I have two ISLs on my switch in a trunk. The telco provider sometimes fails the circuit over on an ISL changing the distance from 45km to 58km or back again.
When they do this the whole trunk hangs and we lose IO down the ISLs. I know a trunk is sensitive to distance and must be very close in distance.
I would like to know how I can sto the trunk from crashing when the circuits failover. At the moment we have had to disable trunking to mitigate this, but it is not ideal.
It sounds like you got a SPOF (telco) in the design over which you do not have any control.
If the circuit failover does not happen on both ISL at once you are momentarily trying to trunk on two ISL's which are distance wise incompatible.
If the circuit failover happens simitaneous on both ISL this will hurt the fabric as it segments then goes through a principal selection then rejoins and another election takes place.

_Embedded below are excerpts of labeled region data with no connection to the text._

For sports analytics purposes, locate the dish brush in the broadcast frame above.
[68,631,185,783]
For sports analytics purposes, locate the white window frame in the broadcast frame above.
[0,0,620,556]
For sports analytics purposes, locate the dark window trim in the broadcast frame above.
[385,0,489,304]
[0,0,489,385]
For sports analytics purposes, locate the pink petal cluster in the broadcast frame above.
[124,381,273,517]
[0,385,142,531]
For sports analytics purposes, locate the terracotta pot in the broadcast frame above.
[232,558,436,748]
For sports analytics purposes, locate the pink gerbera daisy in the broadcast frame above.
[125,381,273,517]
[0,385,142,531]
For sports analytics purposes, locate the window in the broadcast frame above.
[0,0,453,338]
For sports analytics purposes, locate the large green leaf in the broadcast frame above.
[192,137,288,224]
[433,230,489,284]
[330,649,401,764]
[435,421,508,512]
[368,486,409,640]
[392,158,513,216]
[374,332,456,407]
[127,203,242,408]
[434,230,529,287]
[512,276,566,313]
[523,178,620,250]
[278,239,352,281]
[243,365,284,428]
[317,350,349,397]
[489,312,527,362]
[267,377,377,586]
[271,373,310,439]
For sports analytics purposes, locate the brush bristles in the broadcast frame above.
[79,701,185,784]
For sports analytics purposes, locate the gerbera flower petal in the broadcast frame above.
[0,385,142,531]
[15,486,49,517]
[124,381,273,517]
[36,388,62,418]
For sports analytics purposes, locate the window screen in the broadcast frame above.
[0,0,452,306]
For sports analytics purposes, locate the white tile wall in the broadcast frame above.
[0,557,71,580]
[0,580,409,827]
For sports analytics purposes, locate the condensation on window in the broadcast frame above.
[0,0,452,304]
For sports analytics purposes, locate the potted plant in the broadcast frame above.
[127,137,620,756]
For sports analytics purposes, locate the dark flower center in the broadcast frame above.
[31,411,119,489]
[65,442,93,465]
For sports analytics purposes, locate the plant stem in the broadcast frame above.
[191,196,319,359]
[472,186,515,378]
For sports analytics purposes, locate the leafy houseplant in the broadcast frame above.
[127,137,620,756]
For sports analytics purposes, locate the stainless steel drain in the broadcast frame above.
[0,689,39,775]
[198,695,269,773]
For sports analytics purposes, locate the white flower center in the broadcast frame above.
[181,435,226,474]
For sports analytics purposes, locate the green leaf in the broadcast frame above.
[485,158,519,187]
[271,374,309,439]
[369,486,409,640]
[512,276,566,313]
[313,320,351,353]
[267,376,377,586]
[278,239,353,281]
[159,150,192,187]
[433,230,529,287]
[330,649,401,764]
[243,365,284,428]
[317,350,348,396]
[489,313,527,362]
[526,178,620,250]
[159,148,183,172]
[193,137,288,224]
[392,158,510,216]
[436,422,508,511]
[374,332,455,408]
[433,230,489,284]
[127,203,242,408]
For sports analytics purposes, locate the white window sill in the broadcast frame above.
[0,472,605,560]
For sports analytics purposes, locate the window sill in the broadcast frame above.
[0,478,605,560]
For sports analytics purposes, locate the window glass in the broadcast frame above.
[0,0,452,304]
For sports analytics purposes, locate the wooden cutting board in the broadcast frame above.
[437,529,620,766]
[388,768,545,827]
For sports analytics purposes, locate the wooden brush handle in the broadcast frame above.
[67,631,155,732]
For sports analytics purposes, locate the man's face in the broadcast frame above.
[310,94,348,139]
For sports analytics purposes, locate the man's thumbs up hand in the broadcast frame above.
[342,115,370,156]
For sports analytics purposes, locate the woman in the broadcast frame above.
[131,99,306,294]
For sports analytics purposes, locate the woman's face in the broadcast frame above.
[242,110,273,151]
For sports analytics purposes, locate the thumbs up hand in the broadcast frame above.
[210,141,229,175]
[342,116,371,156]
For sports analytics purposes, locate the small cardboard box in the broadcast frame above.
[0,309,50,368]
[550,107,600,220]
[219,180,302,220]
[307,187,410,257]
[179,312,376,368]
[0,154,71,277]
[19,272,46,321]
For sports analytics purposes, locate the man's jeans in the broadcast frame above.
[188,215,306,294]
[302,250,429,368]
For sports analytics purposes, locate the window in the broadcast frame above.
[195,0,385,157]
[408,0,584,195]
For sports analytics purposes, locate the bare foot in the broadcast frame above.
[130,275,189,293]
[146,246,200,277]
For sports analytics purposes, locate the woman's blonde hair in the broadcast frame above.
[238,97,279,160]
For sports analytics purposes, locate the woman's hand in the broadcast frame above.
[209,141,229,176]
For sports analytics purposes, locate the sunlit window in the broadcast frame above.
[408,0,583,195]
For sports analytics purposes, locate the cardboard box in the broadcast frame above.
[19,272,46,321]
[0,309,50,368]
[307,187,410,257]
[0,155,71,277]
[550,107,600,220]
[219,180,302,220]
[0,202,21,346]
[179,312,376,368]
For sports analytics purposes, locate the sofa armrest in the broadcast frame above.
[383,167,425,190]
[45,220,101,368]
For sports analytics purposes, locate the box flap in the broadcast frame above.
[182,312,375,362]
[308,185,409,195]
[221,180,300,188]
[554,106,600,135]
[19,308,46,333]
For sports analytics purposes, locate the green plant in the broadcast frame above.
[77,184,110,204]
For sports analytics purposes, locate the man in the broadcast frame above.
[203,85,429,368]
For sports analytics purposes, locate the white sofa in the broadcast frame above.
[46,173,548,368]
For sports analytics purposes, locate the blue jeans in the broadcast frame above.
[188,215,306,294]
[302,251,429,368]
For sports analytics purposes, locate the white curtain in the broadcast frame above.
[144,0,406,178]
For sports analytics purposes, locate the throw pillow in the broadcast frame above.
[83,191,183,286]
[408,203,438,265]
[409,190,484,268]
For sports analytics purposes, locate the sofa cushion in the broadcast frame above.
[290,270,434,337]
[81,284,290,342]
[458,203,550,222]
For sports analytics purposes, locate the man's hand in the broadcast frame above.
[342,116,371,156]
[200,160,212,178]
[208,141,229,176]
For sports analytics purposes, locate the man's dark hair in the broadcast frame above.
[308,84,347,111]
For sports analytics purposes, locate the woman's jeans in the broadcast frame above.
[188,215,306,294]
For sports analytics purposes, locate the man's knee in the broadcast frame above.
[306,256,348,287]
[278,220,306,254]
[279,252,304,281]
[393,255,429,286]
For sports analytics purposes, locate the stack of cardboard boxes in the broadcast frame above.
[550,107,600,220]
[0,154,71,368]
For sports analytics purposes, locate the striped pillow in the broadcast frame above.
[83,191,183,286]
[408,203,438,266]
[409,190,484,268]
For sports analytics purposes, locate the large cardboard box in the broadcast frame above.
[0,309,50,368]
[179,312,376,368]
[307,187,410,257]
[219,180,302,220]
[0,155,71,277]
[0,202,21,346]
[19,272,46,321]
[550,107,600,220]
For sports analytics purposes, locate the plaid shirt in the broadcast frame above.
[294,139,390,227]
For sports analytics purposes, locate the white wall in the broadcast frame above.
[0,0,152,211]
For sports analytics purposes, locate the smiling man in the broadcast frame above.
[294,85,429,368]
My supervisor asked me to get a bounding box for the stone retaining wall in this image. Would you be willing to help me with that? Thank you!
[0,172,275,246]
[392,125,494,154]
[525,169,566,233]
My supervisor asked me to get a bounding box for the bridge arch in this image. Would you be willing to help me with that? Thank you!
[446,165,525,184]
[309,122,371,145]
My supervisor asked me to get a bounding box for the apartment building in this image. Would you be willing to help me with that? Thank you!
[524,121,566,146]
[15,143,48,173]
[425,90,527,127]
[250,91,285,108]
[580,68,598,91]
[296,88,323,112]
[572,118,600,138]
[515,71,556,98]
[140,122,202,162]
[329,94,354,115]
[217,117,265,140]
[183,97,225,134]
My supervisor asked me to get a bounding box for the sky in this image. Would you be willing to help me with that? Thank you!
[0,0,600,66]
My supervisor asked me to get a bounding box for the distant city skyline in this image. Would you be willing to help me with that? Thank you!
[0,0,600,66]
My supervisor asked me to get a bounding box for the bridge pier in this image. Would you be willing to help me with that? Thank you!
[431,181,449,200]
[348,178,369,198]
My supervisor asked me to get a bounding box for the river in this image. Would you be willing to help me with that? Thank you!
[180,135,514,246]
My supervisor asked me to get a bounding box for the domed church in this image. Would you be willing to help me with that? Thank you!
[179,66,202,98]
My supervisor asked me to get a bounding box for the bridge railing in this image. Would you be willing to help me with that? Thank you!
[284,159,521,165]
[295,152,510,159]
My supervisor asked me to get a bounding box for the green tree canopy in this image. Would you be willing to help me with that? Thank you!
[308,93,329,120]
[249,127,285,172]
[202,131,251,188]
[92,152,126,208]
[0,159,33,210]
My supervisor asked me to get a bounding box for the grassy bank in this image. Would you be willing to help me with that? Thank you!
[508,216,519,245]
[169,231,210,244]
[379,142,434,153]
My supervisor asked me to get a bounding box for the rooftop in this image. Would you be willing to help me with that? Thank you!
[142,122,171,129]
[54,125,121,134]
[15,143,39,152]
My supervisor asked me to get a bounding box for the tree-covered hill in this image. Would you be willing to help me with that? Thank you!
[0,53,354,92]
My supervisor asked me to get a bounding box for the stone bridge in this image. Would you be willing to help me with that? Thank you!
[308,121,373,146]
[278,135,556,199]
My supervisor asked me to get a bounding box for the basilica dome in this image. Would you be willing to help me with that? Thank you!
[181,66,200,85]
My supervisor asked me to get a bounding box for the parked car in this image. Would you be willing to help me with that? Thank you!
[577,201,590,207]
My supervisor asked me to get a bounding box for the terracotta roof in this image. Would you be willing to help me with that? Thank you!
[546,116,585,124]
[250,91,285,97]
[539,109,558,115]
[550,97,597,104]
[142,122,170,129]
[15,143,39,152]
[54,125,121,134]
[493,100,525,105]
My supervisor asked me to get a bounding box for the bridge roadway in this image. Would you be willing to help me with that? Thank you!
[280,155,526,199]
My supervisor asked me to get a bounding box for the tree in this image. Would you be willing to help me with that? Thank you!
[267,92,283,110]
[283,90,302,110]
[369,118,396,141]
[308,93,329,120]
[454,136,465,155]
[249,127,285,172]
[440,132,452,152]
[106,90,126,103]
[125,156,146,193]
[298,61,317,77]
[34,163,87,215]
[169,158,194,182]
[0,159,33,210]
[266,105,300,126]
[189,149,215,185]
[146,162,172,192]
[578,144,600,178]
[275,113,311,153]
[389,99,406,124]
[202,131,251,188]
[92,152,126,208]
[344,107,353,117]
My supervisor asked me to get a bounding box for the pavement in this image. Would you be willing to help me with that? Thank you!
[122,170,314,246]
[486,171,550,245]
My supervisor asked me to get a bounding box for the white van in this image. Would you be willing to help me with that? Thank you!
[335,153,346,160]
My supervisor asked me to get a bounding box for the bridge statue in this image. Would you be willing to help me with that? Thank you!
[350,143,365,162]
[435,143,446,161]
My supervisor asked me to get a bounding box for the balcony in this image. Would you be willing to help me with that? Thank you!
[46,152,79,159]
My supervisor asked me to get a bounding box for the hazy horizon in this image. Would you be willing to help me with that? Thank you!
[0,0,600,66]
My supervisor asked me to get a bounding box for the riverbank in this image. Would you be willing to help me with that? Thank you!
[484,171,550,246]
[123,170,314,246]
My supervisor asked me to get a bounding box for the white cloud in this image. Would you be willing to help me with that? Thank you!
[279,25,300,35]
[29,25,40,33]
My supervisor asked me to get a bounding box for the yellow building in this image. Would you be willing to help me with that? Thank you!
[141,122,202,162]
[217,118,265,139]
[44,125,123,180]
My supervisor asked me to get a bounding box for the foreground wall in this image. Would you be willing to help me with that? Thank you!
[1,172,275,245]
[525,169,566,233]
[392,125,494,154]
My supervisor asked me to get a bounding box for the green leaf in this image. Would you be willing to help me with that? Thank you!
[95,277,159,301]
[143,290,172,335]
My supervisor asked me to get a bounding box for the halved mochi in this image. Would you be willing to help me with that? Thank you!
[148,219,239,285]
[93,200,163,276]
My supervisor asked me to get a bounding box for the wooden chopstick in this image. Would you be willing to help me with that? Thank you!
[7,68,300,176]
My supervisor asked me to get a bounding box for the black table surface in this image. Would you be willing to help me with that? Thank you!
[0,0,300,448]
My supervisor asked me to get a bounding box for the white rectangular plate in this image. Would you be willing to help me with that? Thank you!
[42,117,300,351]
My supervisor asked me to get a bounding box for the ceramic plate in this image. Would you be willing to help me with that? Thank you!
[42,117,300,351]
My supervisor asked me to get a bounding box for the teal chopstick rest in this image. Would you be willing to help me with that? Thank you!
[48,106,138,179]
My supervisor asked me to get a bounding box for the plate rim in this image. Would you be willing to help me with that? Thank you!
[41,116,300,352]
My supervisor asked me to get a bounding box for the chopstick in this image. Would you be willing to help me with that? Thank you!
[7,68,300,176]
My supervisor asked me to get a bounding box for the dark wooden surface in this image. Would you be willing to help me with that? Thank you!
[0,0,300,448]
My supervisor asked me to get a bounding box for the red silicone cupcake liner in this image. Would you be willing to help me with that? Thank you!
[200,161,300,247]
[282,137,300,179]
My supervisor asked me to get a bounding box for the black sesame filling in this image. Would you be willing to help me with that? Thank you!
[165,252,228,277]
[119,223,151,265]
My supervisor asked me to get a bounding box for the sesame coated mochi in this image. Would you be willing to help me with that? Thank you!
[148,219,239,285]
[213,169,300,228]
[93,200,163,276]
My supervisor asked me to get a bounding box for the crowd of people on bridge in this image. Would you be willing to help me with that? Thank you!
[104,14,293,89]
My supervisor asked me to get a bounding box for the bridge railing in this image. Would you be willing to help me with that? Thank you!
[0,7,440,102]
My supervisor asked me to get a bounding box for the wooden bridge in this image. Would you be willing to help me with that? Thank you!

If you have no control when a circuit failover happens and which ISL's are impacted, I would plan an alternative in which the fabric will not segment, whether that ill be dark fiber, FCIP, second telco provider and disable trunking (as you already did).
I have no control over the circuit fail over. We have asked the telco to set the one fabric to the 45km circuit and the other to 58km.
Is there no way to get the tunking to automatically dissolve when the difference in distance changes?
Is there no way to get the tunking to automatically dissolve when the difference in distance changes? Cheers,Rick.
Maybe I understand you wrong but the trunk does dissolve if the distance changes (for sure if a short offline/online action is taking place).
If trunking is required in your enironment you could expand to 4 ISL per fabric.
2 ISL will run the 45KM link, the other two the 58KM one.
This will result in;
-more bandwidth per link
-more resilient to link failover (may also depend on your telco's setup)
-a better fan in/out ratio
Might be (to) expensive to arrange, that said not being able to work or worse costs money as well.
usually, when a telco system does protection/failover switching , it is below 50ms -> you only see a short loss of sync and you loose a few bytes, R_RDY, etc.
The trunk deskews (and all other) settings will not be updated. buffer credits might be lost.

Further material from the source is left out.